Comparative AI disasters

Eliezer S. Yudkowsky (sentience@pobox.com)
Fri, 26 Feb 1999 01:20:36 -0600

Let's say that, using the knowledge we each had as of one week ago, Nick Bostrum and I each designed an AI. We both use the basic Elisson architecture detailed in _Coding a Transhuman AI_ (CaTAI), with exactly one difference.

Bostrum's AI (BAI) has an initial #Goal# token present in the system on startup, this goal being (in accordance with David Pearce) the positively-valued goal of #maximize joy#, with empty #Justification# slots, and the architecture I proposed for justification-checking deleted or applied only to goals not marked as "initial".

Yudkowsky's AI (YAI) has an Interim Goal System (IGS). This means the P&~P etc. from CaTAI, with the exception that (to make everything equal) the IGS is set up to bind the hypothesized goal #G#'s differential desirability to the differential correspondence between pleasure-and-good and pain-and-good, rather than to the differential usability of superintelligence and current intelligence.

Both BAI and YAI have a set of precautions: "You are fallible", "Don't harm humans", "Don't delete these precautions" and the like. YAI has them as declaratively justified, probabilistic heuristics. BAI has them as either absolutely certain statements, more initial goals, or (gulp!) special-purpose code.

Initially, BAI and YAI will both make exactly the same choices. This is not entirely true, as they will report different justifications (and which justification to report is also a choice); however, it is true enough.

Now comes the interesting point. This very day, I realized that goal systems are not a necessary part of the Elisson architecture. In fact, they represent a rather messy, rigid, and inefficient method of "caching" decisions. The goals I had designed bear the same relation to the reality as first-order-logic propositions bear to a human sentence. If you regard a "goal" as a way to cache a piece of problem-solving logic so that it doesn't have to be recalculated for each possible situation, then you can apply all kinds of interesting design patterns, particularly the "reductionistic" and "horizon" patterns. A "goal" caches (and *considerably* speeds up) a piece of logic that is repeatedly used to link a class of facts to a class of choices. This may not hold true for BAI's #initial# goals, but it does hold true for practical reasoning about a subproblem, and BAI will still notice.

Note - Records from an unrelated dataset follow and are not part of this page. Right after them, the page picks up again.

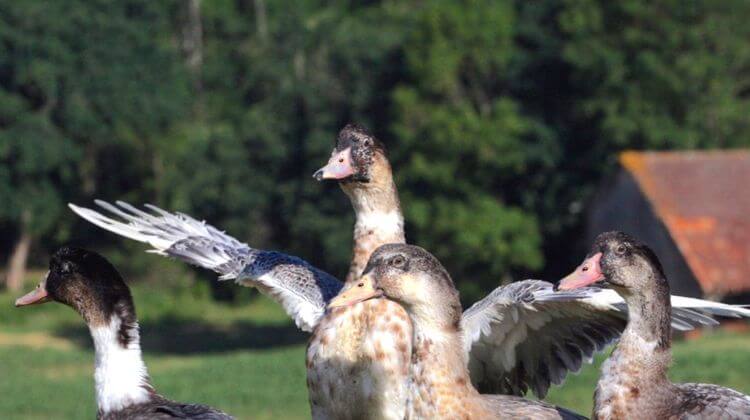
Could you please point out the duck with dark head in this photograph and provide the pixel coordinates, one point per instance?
(439, 383)
(358, 356)
(359, 162)
(634, 381)
(89, 284)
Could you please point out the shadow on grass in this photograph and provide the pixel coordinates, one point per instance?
(172, 335)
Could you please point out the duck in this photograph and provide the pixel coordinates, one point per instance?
(522, 337)
(634, 382)
(88, 283)
(358, 356)
(440, 385)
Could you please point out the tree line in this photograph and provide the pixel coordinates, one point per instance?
(501, 116)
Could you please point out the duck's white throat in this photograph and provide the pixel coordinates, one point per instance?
(120, 374)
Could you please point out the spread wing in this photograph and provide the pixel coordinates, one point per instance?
(303, 290)
(526, 336)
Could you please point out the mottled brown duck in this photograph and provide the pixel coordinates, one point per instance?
(520, 337)
(439, 385)
(634, 382)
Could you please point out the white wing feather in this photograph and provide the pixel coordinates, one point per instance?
(302, 289)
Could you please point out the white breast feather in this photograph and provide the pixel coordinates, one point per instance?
(120, 372)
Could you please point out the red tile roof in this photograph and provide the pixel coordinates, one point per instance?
(703, 198)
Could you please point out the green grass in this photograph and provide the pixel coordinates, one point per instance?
(247, 359)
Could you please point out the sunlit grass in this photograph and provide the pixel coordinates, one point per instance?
(245, 358)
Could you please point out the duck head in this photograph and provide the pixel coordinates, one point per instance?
(83, 280)
(410, 276)
(618, 260)
(356, 157)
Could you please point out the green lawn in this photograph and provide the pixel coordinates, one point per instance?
(247, 359)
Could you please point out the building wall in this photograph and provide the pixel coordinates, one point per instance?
(620, 205)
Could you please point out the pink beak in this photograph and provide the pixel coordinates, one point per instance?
(589, 272)
(338, 167)
(38, 295)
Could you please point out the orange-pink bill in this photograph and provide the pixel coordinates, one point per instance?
(338, 167)
(589, 272)
(36, 296)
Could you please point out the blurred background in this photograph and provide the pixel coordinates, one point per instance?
(506, 123)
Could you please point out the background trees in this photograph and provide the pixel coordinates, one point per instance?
(501, 116)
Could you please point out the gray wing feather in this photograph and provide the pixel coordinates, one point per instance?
(303, 290)
(526, 336)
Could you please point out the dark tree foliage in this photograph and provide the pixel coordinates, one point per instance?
(501, 116)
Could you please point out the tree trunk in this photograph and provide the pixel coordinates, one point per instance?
(17, 263)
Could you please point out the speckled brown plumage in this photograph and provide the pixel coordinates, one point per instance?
(358, 356)
(634, 381)
(440, 386)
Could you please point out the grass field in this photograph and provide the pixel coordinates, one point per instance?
(247, 359)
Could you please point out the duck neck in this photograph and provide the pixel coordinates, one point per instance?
(379, 220)
(120, 375)
(645, 345)
(438, 363)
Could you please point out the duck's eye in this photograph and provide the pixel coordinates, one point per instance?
(398, 261)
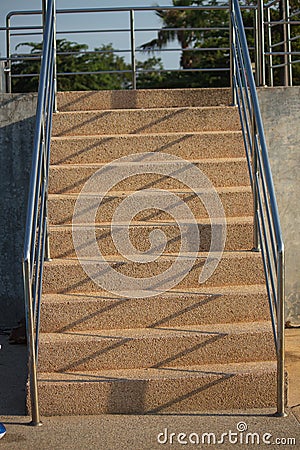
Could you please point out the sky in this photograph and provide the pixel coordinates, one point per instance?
(104, 21)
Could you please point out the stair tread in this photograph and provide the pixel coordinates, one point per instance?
(213, 161)
(123, 193)
(242, 254)
(159, 373)
(146, 135)
(158, 332)
(213, 290)
(137, 110)
(144, 223)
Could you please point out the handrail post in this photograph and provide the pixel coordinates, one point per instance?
(261, 44)
(54, 57)
(256, 242)
(271, 76)
(286, 43)
(35, 414)
(132, 43)
(280, 337)
(44, 12)
(232, 60)
(8, 55)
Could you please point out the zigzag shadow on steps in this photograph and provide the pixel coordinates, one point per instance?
(101, 114)
(119, 302)
(120, 342)
(106, 140)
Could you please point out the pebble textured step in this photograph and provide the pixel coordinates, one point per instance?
(188, 347)
(156, 391)
(236, 201)
(104, 310)
(239, 236)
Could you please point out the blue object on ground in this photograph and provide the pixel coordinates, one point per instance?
(2, 430)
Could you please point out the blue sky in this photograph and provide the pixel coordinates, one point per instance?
(104, 21)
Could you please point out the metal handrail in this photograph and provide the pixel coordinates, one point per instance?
(132, 30)
(267, 230)
(36, 244)
(286, 23)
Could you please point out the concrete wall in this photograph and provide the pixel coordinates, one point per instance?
(17, 119)
(280, 108)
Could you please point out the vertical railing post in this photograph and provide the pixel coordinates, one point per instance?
(44, 12)
(281, 400)
(232, 59)
(271, 76)
(132, 42)
(256, 53)
(54, 57)
(35, 414)
(286, 43)
(261, 44)
(256, 242)
(8, 56)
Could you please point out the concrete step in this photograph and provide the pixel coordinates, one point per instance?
(221, 172)
(142, 98)
(239, 236)
(237, 201)
(139, 121)
(155, 347)
(101, 149)
(141, 391)
(235, 268)
(176, 308)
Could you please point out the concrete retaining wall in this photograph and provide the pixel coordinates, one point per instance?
(17, 119)
(280, 108)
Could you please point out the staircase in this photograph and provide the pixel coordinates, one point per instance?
(195, 347)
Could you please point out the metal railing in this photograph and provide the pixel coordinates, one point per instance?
(133, 31)
(279, 41)
(36, 244)
(267, 230)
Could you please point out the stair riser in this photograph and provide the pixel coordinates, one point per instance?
(91, 150)
(213, 392)
(145, 121)
(154, 98)
(92, 313)
(225, 173)
(235, 204)
(239, 237)
(69, 276)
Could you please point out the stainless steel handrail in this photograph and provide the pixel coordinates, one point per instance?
(132, 30)
(36, 245)
(286, 24)
(268, 236)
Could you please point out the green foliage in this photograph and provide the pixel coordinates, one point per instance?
(193, 42)
(105, 60)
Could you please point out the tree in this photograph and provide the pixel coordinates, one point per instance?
(194, 43)
(104, 59)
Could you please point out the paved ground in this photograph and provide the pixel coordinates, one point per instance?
(116, 432)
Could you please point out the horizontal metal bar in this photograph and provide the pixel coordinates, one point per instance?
(277, 66)
(29, 27)
(281, 53)
(128, 9)
(213, 69)
(282, 22)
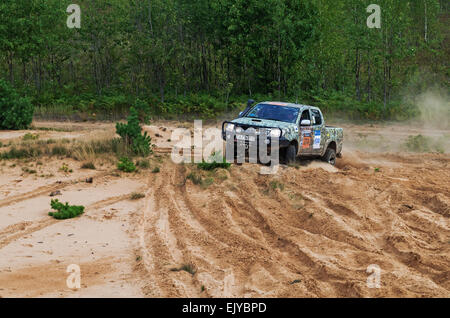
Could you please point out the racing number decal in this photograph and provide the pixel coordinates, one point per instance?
(306, 139)
(316, 139)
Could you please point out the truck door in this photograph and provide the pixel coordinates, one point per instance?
(306, 137)
(318, 131)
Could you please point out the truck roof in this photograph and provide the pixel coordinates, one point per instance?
(287, 104)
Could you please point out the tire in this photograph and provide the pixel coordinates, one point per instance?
(330, 156)
(291, 154)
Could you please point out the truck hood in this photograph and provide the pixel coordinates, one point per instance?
(289, 129)
(263, 123)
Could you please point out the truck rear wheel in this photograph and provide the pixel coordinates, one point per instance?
(291, 154)
(330, 156)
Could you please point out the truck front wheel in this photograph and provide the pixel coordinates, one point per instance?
(330, 156)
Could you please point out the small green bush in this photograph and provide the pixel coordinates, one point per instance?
(156, 170)
(126, 165)
(143, 164)
(88, 165)
(137, 196)
(196, 179)
(15, 112)
(65, 211)
(29, 136)
(418, 143)
(131, 133)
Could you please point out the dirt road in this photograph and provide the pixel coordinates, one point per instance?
(310, 230)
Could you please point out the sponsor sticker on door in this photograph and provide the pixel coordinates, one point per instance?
(316, 139)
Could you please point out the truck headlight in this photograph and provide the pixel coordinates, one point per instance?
(275, 133)
(230, 128)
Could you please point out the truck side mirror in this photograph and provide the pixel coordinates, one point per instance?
(305, 122)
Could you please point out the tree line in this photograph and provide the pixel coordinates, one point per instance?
(201, 56)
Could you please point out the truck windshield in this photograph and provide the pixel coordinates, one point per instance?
(274, 112)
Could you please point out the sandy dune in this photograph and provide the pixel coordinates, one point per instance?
(308, 231)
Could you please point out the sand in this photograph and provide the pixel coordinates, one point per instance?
(313, 236)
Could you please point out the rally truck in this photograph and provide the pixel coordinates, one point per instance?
(301, 130)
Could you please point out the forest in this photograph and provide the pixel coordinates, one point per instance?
(205, 58)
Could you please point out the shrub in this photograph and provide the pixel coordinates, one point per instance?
(156, 170)
(131, 133)
(214, 165)
(29, 136)
(196, 179)
(15, 112)
(88, 165)
(137, 196)
(65, 211)
(418, 143)
(126, 165)
(143, 164)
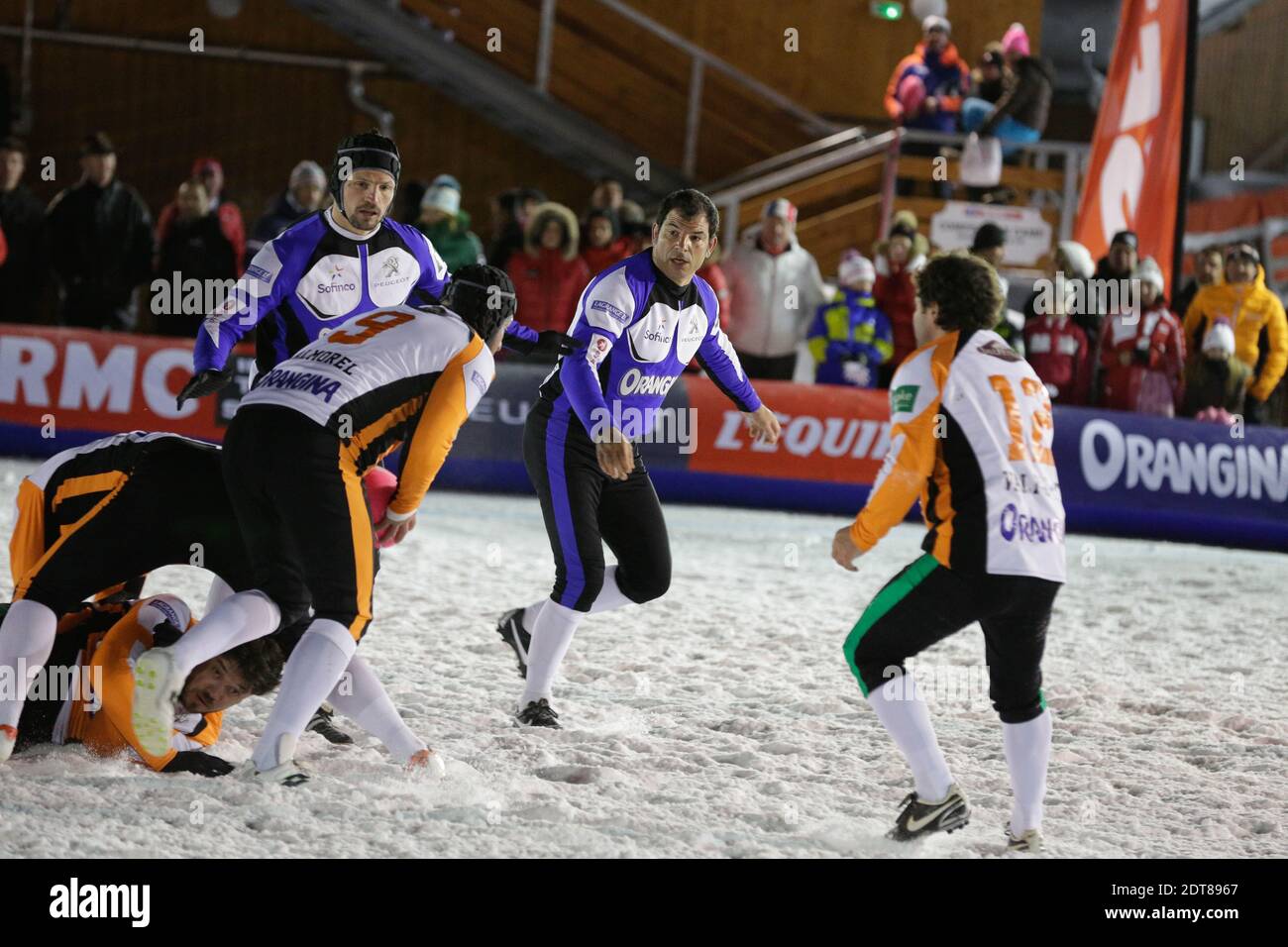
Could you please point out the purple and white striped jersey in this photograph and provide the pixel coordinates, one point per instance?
(639, 331)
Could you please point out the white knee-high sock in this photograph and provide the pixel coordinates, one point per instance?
(1028, 749)
(361, 697)
(310, 674)
(609, 596)
(26, 639)
(906, 716)
(550, 641)
(239, 618)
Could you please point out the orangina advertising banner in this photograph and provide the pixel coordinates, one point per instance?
(1120, 474)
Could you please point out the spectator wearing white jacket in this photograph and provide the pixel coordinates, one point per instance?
(776, 287)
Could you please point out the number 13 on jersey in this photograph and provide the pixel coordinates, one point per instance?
(1037, 446)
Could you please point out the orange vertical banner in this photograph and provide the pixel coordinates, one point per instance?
(1134, 176)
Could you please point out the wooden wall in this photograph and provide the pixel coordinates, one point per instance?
(1241, 86)
(162, 110)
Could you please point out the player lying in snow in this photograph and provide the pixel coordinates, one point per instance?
(93, 659)
(294, 459)
(101, 514)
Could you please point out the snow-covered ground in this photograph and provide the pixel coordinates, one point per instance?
(722, 720)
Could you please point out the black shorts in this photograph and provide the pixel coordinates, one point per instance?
(170, 510)
(303, 515)
(584, 509)
(926, 602)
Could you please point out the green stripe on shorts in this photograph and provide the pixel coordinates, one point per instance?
(888, 598)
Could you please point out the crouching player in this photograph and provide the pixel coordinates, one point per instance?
(103, 514)
(971, 436)
(89, 685)
(294, 458)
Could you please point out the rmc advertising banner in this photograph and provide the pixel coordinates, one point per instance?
(1120, 474)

Probably one of the first pieces of Elisson to be self-redesigned would have been the goal system. One week ago, this would have taken me completely by surprise; but I have reproduced unaltered the (incorrect) methods I would have used one week ago. We will now observe how the two AIs react.

After redesigning, YAI loses the Interim Goal System's logic-chain. If YAI didn't think this consequence through, ve shuts down. If ve did, the old IGS was translated into the new Fluid Choice Caching System *first*. The goals do translate, however; the abstract IGS logic can be specified as an FCCS instance. Although the logic will have to become more detailed as generic variables become complex entities, this #specification# is an acceptable step under first-order logic and almost all reasoning systems. A few minor priorities may change as YAI's choice evaluation system becomes more complex and sophisticated, but on the whole it remains the same. Of course, since (by hypothesis) I didn't plan for an FCCS system, it is possible that there will be major changes, but (even in hindsight) I don't see any probable candidates.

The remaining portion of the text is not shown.